Upon reading David B's intriguing collection of dream comics, NOCTURNAL CONSPIRACIES, I was struck by just how apt the title was. David B carefully selected dreams that had a similarity of theme: dream adventures involving skullduggery, mystery and a sense of trying to make connections and hint at vastly enigmatic scenarios. In much the same way our unconscious creates dreams as a way of processing our fears, fantasies and random images, so too does the creation of a conspiracy theory serve to establish connections for events that are otherwise too overwhelming to even contemplate. A conspiracy theorist is a sort of detective, somehow managing to ask the "right" questions and make connections that "they" don't want you to know about--"they" representing the overarching masters of whatever fuels that particular conspiratorial paranoia. Conspiracies serve to explain evil, chaos, misfortune and anything else that is terrifying in the world. In both our daytime and nighttime identities, there is always this urge to impose structure on what we experience.
In the case of NOCTURNAL CONSPIRACIES, David B at first seems just a step behind the overarching menace of his unconscious. He is an active agent in his dreams, sometimes working within the conspiracy, sometimes working against it. He had long ago framed the woes in his life in militaristic terms, so it's no surprise that as he grew older, these terms would subtly shift to more closely resemble guerilla warfare, terrorist activity, gangster movies or spy stories. The dreams in this book are part of a shadowy world where every action has melodramatic overtones, as though it were part of a vast adventure story where David B is an essential character. He notes that many of his dreams have a cinematic feel, where he is "performing", but that sense of being an actor in a plot (in every sense of the word) pervades every dream.
The narrative nature of David B's dreams lend them a ready-made structure that lends itself well to the overlay of dream logic and jarring transitions. Beyond the organization of imagery, it's David B's shadowy, angular art that draws the reader in. The comic is mostly in black & white, with streaks and shades of midnight blue. It's that blue that gives the comic its night-time feel, that sense of moving in shadows. The first few dreams of the book offer variations on assassination plots, gangsters, terrorists and the secret masters of the world. "The Attic", dreamed in 1983, dips into horror. What makes this dream so unsettling is not just that the attic in question is inhabitated by Bosch-like monsters, it's the control they have over the other people in the space, forcing them to have sex. When the dream shifts scenes to a more typical "adventure" mission, David B can't shake the feeling that the dream really ended in the attic. It's one of the more chilling images in the book.
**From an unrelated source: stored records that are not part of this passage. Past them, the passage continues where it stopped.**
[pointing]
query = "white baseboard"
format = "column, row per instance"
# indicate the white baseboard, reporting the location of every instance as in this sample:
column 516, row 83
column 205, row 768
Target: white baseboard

Other unsettling dreams include "Massacre", where we see stark images of human brutality in Africa; it's interesting that in the dream David B personalizes this kind of image in that one of the dead was a friend of his. "The Eye" finds David B killing an innocent man so as to avoid the Khmer Rouge, while "The Children" combines the action-adventure elements of his dream with the horrific notion of terrorists gunning down children.
There are lighter notes in this particular dreamscape, however. "The Cat" is a short dream where David B turns the tables on a guardian animal (it's one of Giacometti's elongated cats), eats its tasty, pate'-like brain and rides it around. "The Serials" finds him looking at a series of unusual, attention-grabbing drawings; he discovers that they were favorites of his grandfather. "The Heads", unlike most of the other dreams in the book, leaves off David B's narration as we see the fate of a giraffe-headed butcher, his head bouncing down the street and winding up as head cheese for a rival.
As the years go on, David B starts gaining more control in his dreams. In the early 90s dreams like "Fat Cop", "Blind" and "The Eye", he not only manages to evade danger and outwit his opponents, he starts to wield genuine power. In "Fat Cop", he's a detective and uses mental powers to push around a corrupt commissioner. In "Blind", he and his wife turn the tables on assassins invading their homes and strike out to recruit help against whatever other forces are arrayed against them. In "The Eye", he evades both an assassin and a guardian bull thanks to his own cleverness.
Arranging the dreams chronologically subtly gives them an overriding structure, even though none of the dreams are directly related to each other. They naturally flow into each other, with dream logic allowing the reader to except rapid changes in scene, theme and tone. This makes an interesting companion piece to Jesse Reklaw's THE NIGHT OF YOUR LIFE; in both cases, the artist has to interpret imagery that was half-remembered and fuzzy, yet at the same time vivid and immersive. David B's dream comics are where the conscious meets the subconscious and both his wit and visceral sense of storytelling shine through.